Exploring the Social Imagination

Tuesday, December 30, 2014

C.S. Lewis "Mere Christianity" Beyond Our Social Imagination

What is interesting about Christianity is that it asks people to think beyond the world that they see, to think beyond their 'social imagination'. How? Christians believe in a God that is unseen, and that he is the Creator of all things seen and unseen.
To support this notion that Christianity goes beyond social imagination I point to the writings of C.S. Lewis who embraced this and wrote perceptively on Christianity in his book, "Mere Christianity".  In the chapter, Beyond Personality, Lewis tells us that we must never imagine that our own unaided efforts can be relied on to carry us even through the next twenty-four hours as "decent" people. If He (God) does not support us, not one of us is safe from some gross sin. On the other hand, no possible degree of holiness or heroism which has ever been recorded of the greatest saints is beyond what He is determined to produce in every one of us in the end. The job will not be completed in this life; but He means to get us as far as possible before death. That is why we must not be surprised if we are in for a rough time. When a man turns to Christ and seems to be getting on pretty well, he often feels that it would not be natural if things went fairly smoothly. When troubles come along, illnesses, money troubles, new kinds of temptation, he 'man' is disappointed. These things, he feels, might have been necessary to rouse him and make him repent in his bad old days; but why now? God is forcing him on, or up, to a higher level: putting him into situations where he will have to be very much braver,or more patient, or more loving,than he ever dreamed of being before. It seems to us all unnecessary; but that is because we have not yet had the slightest notion of the tremendous thing He means to make of us.The command Be ye Perfect is not idealistic gas, nor is it a command to do the impossible. He is going to make us into creatures that can obey that command.  He said that we were 'gods' and He is going to make good His words... if we let Him. Lewis writes, ... let me borrow from George MacDonald. Imagine yourself as a living house. God comes in to rebuild that house. At first, perhaps, you can understand what He is doing. He is getting the drains right and stopping the leaks in the roof and so on... you knew that those jobs needed doing and so you are not surprised. But, presently he starts knocking the house about in a way that huts and does not seem to make sense.
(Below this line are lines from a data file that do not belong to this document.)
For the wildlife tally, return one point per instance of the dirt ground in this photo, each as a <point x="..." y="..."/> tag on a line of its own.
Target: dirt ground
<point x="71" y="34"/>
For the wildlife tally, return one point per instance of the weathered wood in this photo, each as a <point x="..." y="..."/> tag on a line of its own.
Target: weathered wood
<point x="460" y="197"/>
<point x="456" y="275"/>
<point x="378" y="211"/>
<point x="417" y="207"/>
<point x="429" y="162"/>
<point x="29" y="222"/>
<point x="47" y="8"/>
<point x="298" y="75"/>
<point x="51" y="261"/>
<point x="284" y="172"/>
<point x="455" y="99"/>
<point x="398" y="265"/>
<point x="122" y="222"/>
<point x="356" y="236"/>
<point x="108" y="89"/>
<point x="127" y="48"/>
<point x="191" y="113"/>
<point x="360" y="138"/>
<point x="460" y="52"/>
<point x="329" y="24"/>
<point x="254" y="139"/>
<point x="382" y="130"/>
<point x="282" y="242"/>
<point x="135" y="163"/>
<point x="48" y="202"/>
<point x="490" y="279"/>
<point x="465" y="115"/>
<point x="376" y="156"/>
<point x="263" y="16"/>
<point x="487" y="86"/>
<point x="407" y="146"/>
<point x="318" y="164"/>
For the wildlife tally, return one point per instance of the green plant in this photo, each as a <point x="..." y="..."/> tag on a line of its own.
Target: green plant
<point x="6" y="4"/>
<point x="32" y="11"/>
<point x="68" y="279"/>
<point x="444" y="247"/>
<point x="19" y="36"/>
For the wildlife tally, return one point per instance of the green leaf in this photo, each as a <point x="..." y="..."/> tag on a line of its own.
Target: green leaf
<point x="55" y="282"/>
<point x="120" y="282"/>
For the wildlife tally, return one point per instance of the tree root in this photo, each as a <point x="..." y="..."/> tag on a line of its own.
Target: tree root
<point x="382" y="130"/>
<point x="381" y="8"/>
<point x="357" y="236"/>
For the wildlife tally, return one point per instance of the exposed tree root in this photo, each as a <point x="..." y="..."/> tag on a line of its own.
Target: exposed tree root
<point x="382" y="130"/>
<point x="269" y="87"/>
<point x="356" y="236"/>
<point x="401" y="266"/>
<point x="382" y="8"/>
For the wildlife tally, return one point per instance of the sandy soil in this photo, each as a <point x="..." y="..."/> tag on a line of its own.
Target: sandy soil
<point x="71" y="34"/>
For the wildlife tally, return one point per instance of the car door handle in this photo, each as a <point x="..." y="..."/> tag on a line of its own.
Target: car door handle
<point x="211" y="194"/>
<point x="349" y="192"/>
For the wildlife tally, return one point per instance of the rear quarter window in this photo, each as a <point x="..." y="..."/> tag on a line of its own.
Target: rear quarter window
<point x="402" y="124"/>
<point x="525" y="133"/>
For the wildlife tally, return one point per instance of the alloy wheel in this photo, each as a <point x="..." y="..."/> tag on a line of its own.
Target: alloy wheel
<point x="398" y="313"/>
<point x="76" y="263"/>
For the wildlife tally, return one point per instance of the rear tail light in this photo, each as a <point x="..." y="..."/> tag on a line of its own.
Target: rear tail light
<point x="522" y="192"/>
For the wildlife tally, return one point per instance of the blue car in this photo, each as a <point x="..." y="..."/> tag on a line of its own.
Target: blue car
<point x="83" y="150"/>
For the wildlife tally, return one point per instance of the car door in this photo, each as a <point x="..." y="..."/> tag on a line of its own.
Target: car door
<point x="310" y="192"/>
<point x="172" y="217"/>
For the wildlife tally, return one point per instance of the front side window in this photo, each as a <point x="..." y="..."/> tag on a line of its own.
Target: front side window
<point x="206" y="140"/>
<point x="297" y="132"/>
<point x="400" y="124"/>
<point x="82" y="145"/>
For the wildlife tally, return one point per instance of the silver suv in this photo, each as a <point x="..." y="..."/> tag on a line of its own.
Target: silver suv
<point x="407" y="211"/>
You thought you were going to be made into a decent little cottage: but He is building a palace which He intends to come and live in  (Lewis 1952: pg 174)
Lewis also writes about how incredible His imagination is - the Creator. Lewis points to when we were in the womb, first a blob of cells, then a kind of tadpole, then a another kind of simple creature which we would in that simple form have likely been content to be just that... but He (God) did not stop there, He kept going, He created us human, man and woman, He created us in His image. He created us social and to live with Him in His Incredible and Gigantic social imagination!